Big-data practice suggests that there is a tradeoff between the speed of data ingestion, the ability to answer queries quickly (e.g., via indexing), and the freshness of data. This perceived tradeoff lies, for example, at the heart of the historic division between OLTP (online transaction processing) and OLAP (online analytical processing). In an OLTP database, data gets ingested quickly and the data available for querying is fresh, but analytical queries run prohibitively slowly. In an OLAP data warehouse, data is buffered for off-line indexing so that analytical queries run quickly, but by the time the data gets indexed, it is stale.
This tradeoff has manifestations in the design of all types of storage systems. For example, some file-systems are optimized for reads and others for writes, but workloads generally involve a mixture of reads and writes.
In this project the PIs show that this is not a fundamental tradeoff, but rather a tradeoff imposed by the choice of data structure. The PIs use write-optimized structures, an alternative to traditional indexing methodologies, to build storage systems in which this tradeoff is significantly mitigated or alleviated altogether. The performance promise of such indexing schemes follows from the PIs previous work establishing that write-optimized data structures can speed up both inserts and queries.
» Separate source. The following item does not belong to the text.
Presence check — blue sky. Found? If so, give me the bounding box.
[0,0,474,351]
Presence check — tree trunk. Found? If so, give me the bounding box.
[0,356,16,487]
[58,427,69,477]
This project addresses the remaining obstacles in the deployment of write-optimized indexes within big-data file-systems and databases. Big data imposes a new set of constraints on any storage system, and the PIs will show how write-optimized indexing can yield order-of-magnitude performance improvements at scale. In particular, this project will show that such techniques are not only applicable today but that they will scale with hardware trends, including the widespread adoption of solid-state disks (SSDs).